Capítulo 3: Atada por las Sombras
Cuando entré al baño, la presencia de mi madre se sentía como el único hilo que me mantenía unida a la realidad. No dijo mucho, no necesitaba hacerlo.
Sus brazos alrededor de mí y el ritmo constante de su corazón fueron suficientes para calmar la tormenta que rugía dentro de mí. El agua tibia corría sobre mi piel como si pudiera lavar la tensión.
Pero no podía. No lo hizo.
Mis pensamientos eran un torbellino. No podía asimilar todo lo que había pasado. Demasiadas cosas sucediendo al mismo tiempo, demasiadas personas en las que había confiado. Pero aquí, en este momento, nada de eso importaba. Las manos de mi madre estaban en mi cabello, y su voz suave se sentía como lo único real.

"Eres fuerte, hija," murmuró, las palabras hundiéndose en mí como una promesa.
Quería creerla, pero no estaba segura de si era lo suficientemente fuerte.
¿Cómo podría serlo?
Permanecimos allí durante lo que parecieron horas, envueltas en silencio, dejando que el mundo exterior se desvaneciera. Ya no estaba llorando cuando finalmente salí de la ducha. Pero el peso de la decisión que tenía que tomar seguía presionando fuertemente en mi pecho.
Hice una maleta ligera, ropa sencilla, nada que me atara a esta vida.

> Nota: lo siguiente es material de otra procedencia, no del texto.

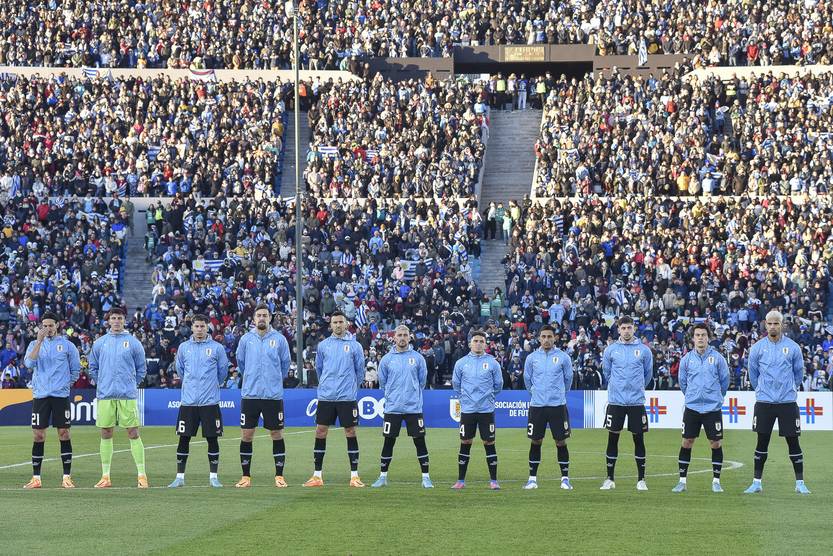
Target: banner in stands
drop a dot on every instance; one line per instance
(441, 408)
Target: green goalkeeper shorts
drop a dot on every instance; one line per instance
(112, 413)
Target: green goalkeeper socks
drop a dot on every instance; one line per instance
(106, 455)
(137, 448)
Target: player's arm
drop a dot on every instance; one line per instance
(283, 353)
(682, 374)
(222, 364)
(798, 367)
(497, 376)
(139, 361)
(529, 374)
(754, 372)
(74, 363)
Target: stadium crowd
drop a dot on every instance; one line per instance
(379, 138)
(761, 135)
(258, 35)
(63, 256)
(134, 136)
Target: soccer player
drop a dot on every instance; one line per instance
(202, 365)
(402, 376)
(476, 381)
(776, 369)
(704, 380)
(118, 366)
(548, 374)
(55, 365)
(339, 361)
(628, 367)
(263, 360)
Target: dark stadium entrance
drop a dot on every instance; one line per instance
(530, 69)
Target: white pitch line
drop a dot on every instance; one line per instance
(79, 456)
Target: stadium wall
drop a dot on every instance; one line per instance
(158, 407)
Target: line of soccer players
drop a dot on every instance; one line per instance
(117, 365)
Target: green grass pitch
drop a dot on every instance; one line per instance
(404, 518)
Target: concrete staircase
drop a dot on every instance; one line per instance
(509, 168)
(137, 285)
(288, 177)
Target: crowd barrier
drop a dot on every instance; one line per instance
(441, 409)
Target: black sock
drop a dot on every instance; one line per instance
(387, 453)
(612, 453)
(717, 461)
(761, 454)
(491, 461)
(37, 458)
(684, 460)
(279, 453)
(422, 453)
(182, 451)
(213, 454)
(66, 455)
(463, 462)
(246, 458)
(353, 452)
(534, 459)
(318, 453)
(639, 454)
(563, 460)
(796, 456)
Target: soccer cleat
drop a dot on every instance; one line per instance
(754, 488)
(681, 487)
(314, 481)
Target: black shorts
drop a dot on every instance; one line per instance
(555, 416)
(637, 418)
(191, 417)
(252, 409)
(346, 412)
(712, 423)
(470, 422)
(414, 423)
(788, 415)
(51, 407)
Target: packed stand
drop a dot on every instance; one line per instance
(240, 34)
(134, 136)
(378, 138)
(670, 263)
(382, 263)
(64, 256)
(620, 135)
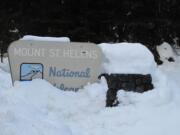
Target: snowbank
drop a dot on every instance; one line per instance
(38, 108)
(127, 58)
(37, 38)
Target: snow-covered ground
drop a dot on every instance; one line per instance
(37, 38)
(38, 108)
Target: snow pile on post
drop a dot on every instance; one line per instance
(37, 38)
(127, 58)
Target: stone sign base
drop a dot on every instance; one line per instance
(128, 82)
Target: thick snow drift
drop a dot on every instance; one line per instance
(38, 108)
(127, 58)
(37, 38)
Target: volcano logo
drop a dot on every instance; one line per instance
(30, 71)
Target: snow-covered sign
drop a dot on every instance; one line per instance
(68, 66)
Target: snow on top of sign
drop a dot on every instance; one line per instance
(127, 58)
(37, 38)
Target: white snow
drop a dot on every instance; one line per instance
(127, 58)
(38, 108)
(38, 38)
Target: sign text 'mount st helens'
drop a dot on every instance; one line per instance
(68, 66)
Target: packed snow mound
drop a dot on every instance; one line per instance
(37, 38)
(165, 51)
(127, 58)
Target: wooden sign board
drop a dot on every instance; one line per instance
(68, 66)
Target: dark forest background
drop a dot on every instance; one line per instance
(147, 21)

Al día siguiente, la casa estaba en silencio, contrastando bruscamente con el caos dentro de mí. Mi padre me entregó mi teléfono, sus manos rígidas, su rostro inexpresivo.
"Déjame guardar el número de Alexei por ti," dijo, su voz tan fría como los suelos de mármol debajo de nosotros.
Sin abrazos. Sin promesas. Ni una sola palabra de consuelo. Todos sabíamos por qué me marchaba.
Pensaban que me estaban protegiendo. Pensaban que me estaban haciendo segura. ¿Y yo?
Estaba entrando en una jaula.
El jet privado se cernía en el aeropuerto como una bestia esperando devorarme entera. Alexei había organizado el vuelo, pero todo había cambiado. Nada se sentía familiar.